Presentation Skills

As part of our welcome to the WAR group sessions we are going to give a basic presentation skills talk sometime soon; don’t say “AM” or “OK” too much, don’t walk in front of the projector, don’t swear, projectile vomiting on the audience is not often appreciated and so on and so forth. Add your favourit presentation foobar in the comments.

I think the most important advice will have to be that if you only throw your presentation together 20mins before you have to give it then sometimes it will go well and sometimes it will be about 5 mins of good stuff and 35 minutes of insane ramblings. And at times like that its good to have a blackboard or whiteboard or even just acetates and markers to fall back on and drag yourself back to coherency , if not necessarily sanity. And if you are up there with all the insane ramblings and the no-way-out then its no good hoping that your phone will ring.

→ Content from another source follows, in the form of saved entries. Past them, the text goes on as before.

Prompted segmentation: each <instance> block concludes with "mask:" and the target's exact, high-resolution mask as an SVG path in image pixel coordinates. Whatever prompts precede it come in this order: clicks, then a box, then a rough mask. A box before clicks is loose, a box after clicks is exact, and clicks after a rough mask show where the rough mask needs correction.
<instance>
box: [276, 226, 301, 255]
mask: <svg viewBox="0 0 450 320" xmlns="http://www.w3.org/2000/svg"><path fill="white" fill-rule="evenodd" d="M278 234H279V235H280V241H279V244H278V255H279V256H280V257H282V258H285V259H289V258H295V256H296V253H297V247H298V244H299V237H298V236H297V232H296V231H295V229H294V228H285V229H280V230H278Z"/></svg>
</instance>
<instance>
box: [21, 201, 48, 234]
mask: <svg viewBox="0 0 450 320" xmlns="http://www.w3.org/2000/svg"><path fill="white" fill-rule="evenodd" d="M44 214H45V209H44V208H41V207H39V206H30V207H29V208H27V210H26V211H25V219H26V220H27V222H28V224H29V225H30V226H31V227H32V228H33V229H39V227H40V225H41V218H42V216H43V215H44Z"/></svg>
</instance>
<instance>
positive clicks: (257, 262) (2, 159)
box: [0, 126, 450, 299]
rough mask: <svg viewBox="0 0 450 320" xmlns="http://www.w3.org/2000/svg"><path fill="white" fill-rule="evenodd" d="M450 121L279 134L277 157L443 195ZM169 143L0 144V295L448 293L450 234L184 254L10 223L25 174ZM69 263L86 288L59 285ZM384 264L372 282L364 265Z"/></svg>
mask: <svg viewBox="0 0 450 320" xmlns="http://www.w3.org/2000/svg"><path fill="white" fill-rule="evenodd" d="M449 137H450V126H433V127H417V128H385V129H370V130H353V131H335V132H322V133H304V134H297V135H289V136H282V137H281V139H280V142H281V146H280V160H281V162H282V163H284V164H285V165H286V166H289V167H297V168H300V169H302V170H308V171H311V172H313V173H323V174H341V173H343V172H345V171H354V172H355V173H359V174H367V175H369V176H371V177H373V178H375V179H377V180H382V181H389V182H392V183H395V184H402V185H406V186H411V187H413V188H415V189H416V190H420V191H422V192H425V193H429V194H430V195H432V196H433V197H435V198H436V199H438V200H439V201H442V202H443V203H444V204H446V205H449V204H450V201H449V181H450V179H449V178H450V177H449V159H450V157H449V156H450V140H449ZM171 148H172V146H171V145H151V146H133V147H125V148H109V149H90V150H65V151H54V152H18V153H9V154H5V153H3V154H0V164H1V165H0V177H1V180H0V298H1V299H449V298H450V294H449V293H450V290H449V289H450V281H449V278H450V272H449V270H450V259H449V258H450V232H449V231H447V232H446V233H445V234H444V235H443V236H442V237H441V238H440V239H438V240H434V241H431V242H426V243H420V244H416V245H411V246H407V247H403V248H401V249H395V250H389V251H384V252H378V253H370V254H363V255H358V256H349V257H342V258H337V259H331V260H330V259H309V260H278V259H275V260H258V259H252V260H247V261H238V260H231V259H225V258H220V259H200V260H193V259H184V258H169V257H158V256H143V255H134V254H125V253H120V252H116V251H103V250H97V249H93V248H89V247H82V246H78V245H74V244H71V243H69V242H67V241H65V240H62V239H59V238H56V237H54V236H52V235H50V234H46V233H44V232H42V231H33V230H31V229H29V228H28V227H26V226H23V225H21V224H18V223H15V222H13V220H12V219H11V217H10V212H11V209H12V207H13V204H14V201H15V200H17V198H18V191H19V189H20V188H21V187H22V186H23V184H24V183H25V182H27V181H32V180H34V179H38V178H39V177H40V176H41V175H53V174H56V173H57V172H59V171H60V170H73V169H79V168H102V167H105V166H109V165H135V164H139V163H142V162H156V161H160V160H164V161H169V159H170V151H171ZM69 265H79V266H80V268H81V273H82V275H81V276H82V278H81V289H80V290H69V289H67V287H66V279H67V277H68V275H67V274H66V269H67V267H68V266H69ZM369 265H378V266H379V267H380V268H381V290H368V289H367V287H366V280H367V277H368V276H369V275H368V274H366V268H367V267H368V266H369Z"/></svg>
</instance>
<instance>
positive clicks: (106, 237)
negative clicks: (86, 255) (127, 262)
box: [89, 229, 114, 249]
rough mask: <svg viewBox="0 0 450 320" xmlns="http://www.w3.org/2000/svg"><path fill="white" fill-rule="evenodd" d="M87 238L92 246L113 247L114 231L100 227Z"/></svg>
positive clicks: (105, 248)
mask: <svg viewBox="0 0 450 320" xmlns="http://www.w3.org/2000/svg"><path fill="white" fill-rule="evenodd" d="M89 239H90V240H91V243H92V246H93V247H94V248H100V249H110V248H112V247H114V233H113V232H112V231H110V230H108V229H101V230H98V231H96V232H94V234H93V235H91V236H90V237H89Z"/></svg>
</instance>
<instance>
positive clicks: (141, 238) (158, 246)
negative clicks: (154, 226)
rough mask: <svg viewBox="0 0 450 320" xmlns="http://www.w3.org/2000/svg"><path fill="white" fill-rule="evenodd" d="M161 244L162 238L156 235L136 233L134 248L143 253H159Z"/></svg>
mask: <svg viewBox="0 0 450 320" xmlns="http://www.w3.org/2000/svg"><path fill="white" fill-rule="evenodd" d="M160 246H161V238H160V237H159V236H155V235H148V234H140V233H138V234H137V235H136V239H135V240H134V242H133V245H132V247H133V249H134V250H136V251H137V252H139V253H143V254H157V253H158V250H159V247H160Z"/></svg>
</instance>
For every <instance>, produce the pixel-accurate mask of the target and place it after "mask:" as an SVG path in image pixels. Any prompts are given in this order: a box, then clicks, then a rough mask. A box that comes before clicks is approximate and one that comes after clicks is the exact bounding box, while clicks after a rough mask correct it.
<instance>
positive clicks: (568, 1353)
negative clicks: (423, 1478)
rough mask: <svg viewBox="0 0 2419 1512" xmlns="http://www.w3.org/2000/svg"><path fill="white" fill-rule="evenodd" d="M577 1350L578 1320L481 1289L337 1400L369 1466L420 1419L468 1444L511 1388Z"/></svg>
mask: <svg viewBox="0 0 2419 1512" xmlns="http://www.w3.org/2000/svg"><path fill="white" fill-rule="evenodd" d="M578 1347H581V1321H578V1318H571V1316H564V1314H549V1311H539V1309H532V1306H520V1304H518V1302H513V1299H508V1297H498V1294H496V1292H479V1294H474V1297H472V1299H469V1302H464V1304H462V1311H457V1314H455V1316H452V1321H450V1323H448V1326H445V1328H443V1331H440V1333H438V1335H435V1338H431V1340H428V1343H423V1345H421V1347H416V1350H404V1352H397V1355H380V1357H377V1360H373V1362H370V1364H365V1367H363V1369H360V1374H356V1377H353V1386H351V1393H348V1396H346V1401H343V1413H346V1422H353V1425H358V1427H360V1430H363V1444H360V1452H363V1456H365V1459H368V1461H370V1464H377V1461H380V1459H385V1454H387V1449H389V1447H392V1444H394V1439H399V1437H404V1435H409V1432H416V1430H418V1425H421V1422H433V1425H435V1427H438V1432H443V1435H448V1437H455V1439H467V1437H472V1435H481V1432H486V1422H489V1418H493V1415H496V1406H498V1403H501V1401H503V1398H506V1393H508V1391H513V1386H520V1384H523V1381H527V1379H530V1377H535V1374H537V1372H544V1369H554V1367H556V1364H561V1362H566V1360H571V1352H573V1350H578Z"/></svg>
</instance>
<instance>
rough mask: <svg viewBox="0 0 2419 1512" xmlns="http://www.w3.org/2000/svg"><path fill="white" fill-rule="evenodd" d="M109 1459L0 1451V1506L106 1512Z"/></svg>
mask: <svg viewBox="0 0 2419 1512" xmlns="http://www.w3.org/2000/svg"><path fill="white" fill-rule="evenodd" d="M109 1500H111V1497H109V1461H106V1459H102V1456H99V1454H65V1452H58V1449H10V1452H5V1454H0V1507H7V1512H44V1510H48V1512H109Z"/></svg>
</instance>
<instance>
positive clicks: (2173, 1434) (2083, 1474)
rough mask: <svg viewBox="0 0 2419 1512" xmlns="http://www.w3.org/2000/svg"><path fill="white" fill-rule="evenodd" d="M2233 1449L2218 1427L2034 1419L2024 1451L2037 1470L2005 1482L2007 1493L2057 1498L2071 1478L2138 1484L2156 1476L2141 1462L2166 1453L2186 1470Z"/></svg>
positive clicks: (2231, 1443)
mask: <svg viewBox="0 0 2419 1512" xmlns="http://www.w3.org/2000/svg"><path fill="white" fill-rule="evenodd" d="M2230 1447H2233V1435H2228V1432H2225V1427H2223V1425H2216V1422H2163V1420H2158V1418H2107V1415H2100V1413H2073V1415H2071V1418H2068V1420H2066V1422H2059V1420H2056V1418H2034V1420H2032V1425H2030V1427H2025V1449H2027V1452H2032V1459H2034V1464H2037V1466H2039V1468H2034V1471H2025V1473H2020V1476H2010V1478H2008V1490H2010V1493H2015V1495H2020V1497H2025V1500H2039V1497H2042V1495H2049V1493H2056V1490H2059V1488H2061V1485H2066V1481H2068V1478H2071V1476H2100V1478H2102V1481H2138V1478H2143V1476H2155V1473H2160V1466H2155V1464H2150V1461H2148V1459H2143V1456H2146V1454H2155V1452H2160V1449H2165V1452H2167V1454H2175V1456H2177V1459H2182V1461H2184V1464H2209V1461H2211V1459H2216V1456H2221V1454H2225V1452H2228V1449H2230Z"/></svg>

8 Responses to “Presentation Skills”

  1. Dan Sullivan Says:

    Sounds like a recent occurence.

  2. mgb Says:

    recent enough that I almost skipped lunch to go on the beer for the evening.

  3. Maria Says:

    I think we should go on the beer for the evening. And all be so hungover that there is no gandalf meeting tomorrow :P

  4. Dan Sullivan Says:

    I’m trying out poker tonight in the arena bar! If that’s a help.

  5. The Busy Engineer Says:

    How can you expect your phone to rescue you when you tried to get it off it’s tits but ended up killing it instead.

    http://www.geekzone.co.nz/content.asp?contentid=2057

  6. mgb Says:

    I lost my phone along the river bank at UL. If it happened to get wet along there then I wouldn’t know as it hasn’t been found.

  7. Anonymous Says:

    Why the f*ck are you talking about presentation techniques? Have you found yet another f*cking reason to avoid doing proper work?

    Presentations are easy : do them if you can, if you can’t – who the f*ck cares, you’re probably better at more important things.

    Get back to f*cking work Mike, this amount of prevarication makes David O’Leary look like Winston Churchill. Now stop fannying around!

    I turn my back for one f*cking minute ….

    Is mise le meas

  8. mgb Says:

    Hmmm… I don’t think I’ll write that “so I am doing some lecturing this week” post after all.